Monday, March 12, 2012

Exploring Ephemera

As an intern in the Print and Photograph Department, I work frequently with the Library Company’s ephemera collection. Ephemera – a term first defined by Maurice Rickards in 1988 as the “minor transient documents of everyday life” – is a growing field of study, and the Library Company has an excellent collection that includes everything from broadsides to trade cards. I have been processing the Brightbill Postcard Collection through funding provided by the National Endowment for the Humanities in order to prepare a selection of the collection to be available through ImPAC, the library’s digital catalog.

While processing the postcards, I’ve noticed the incredible variety in the collection. The Brightbill collection contains images from all over Philadelphia, including automats, trains, hotels, schools, libraries, parks, hospitals, and even window displays in the subway! These images offer a series of views of Philadelphia from famous monuments to daily scenes. 

St. Joseph's Hospital

Postcards were introduced in the United States in 1861, when John P. Charlton of Philadelphia acquired a copyright for an unstamped “postal card.” The US postal service did not allow the use of the phrase “post card” by private publishers until 1901, and the divided backs that we know and use on modern postcards (message on one side, address on the other) were not allowed until 1907 (Rickards 249, Werther and Mott 12). That is why there is often text written along the edges or over the image of early postcards!

Young Friends’ Association Building, Philadelphia, PA

One of my favorite postcards is also an advertisement for Horn & Hardart Automat. The postcard shows the interior of “One of the Fifty Automat Cafeterias in Philadelphia and New York” alongside illustrated instructions on how to use an automat. I love the illustrations that accompany the text, and how the card is designed to catch your attention. This is a good example of how postcards were used for advertising products and services.
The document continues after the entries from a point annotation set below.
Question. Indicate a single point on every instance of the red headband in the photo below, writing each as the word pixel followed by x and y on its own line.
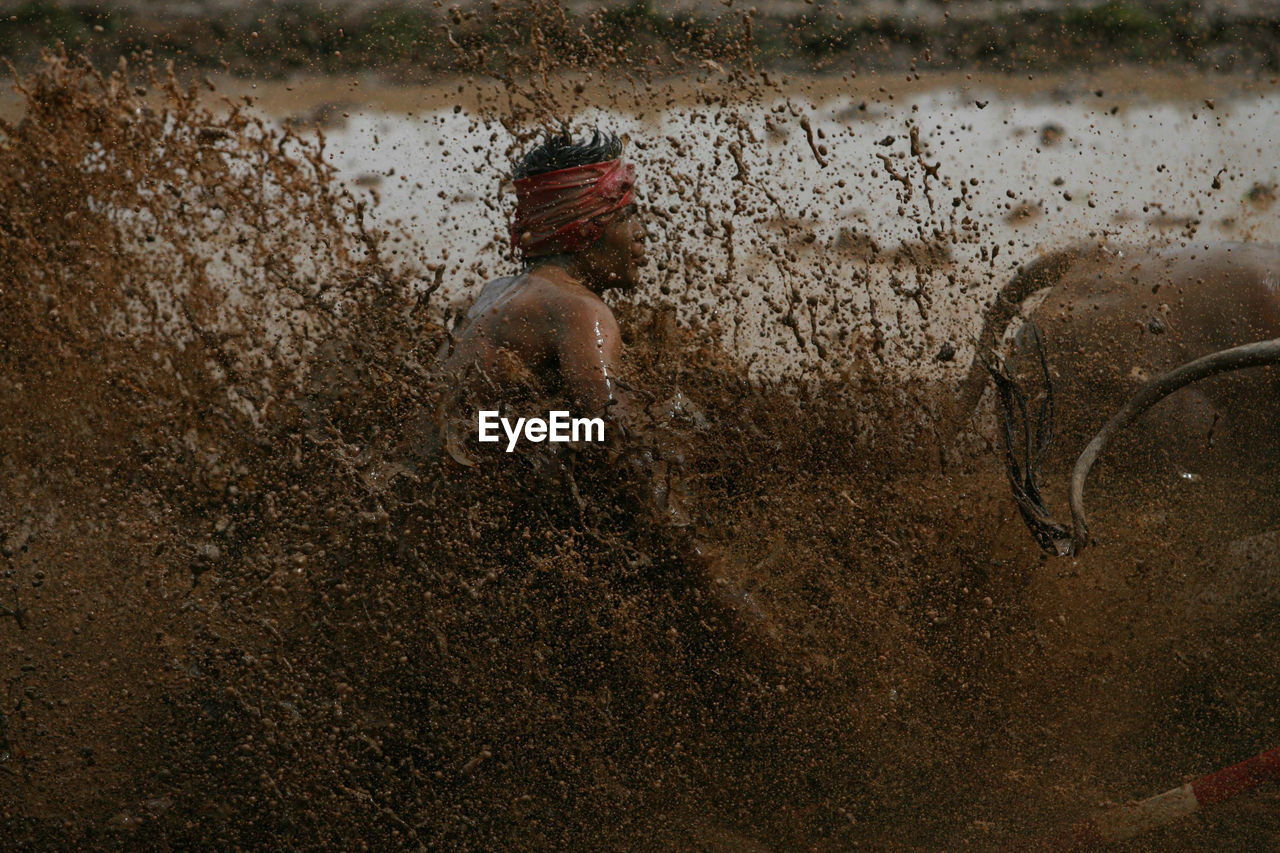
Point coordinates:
pixel 568 209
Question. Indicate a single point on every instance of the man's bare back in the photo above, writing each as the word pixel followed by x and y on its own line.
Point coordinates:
pixel 549 323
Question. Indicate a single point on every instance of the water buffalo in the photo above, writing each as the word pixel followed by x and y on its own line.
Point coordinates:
pixel 1119 322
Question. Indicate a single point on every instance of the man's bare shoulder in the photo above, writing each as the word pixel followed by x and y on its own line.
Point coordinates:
pixel 570 302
Horn & Hardart, How an Automat Works

Check out the rest of the Brightbill postcards on ImPAC at,  and see the Library Company’s flikr account for even more images!

Lydia Bello
Print and Photograph Department Intern Spring 2012

Rickards, Maurice. The Encyclopedia of Ephemera: A Guide to the Fragmentary Documents of Everyday Life for the Collector, Creator, and Historian. Edited by Michael Twyman, Sally de Beaumont, and Amoret Tanner. New York: Routledge, 2000.
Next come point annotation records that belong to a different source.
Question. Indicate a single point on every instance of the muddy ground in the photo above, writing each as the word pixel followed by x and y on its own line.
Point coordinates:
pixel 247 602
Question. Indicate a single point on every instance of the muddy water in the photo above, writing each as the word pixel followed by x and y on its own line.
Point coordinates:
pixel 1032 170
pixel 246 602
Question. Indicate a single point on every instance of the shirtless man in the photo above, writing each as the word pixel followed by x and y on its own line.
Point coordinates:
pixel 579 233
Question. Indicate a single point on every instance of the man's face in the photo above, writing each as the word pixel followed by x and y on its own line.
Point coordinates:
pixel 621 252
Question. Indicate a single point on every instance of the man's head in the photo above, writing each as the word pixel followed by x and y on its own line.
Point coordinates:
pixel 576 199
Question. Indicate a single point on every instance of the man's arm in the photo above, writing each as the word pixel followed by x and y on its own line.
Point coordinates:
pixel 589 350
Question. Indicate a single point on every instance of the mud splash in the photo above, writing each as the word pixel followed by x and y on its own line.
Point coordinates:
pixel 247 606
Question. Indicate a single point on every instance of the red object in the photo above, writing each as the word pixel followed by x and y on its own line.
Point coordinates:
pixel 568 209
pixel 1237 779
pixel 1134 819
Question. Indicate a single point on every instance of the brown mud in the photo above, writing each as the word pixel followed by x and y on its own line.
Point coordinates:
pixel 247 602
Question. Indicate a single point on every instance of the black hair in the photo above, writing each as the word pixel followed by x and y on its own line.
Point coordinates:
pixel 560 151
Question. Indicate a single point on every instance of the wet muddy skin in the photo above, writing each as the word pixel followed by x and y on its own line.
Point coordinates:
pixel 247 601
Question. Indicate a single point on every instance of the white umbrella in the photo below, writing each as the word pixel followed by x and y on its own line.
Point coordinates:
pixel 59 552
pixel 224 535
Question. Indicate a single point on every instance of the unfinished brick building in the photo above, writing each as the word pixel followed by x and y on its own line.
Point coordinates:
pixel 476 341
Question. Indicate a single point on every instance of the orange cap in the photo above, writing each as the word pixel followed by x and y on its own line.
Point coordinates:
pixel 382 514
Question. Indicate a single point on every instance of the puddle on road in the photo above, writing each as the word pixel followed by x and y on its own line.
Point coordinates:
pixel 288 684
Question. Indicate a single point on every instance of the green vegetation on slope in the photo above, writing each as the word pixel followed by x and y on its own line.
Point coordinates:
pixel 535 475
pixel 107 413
Werther, Mark and Lorenzo Mott. Linen Postcards: Images of the American Dream. Pennsylvania: Sentinel Publishing. 2002.

Monday, March 5, 2012

Marking African American History Month

In 1926, Carter G. Woodson initiated Negro History Week, which during the bicentennial was expanded to Black History Month. Created to celebrate the achievements of African Americans, Black History Month also recognizes the central role played by people of African descent in the history of the United States. In recognition of Black History Month we were very fortunate to have Professor Carla Peterson visit with the Library Company’s Program in African American History. In the inaugural Black History Month program, Professor Peterson introduced her newest publication, Black Gotham: A Family History of African Americans in Nineteenth-Century New York, to a very engaged audience. Although Professor Peterson’s work focuses on 19th-century New York, her talk incorporated a broader discussion about slavery, freedom, race, and gender that was applicable to African Americans in antebellum Philadelphia. Professor Peterson’s talk reminded history lovers that freedom was experienced and expressed by members of the black elite all along the east coast. Peterson’s fascinating family tree introduced a vibrant group of black entrepreneurs, politicians, and religious leaders to audience members. By focusing on her great-great grandfather Peter Guignon and great-grandfather Philip White, Peterson traced the forgotten stories of New York’s black elite who lived before and during the Civil War. 

The stories found in Black Gotham serve as a reminder of the buried past. We are indebted to Carla Peterson, and to other scholars, who make it their mission to uncover the past and to incorporate it into the larger narrative of American history.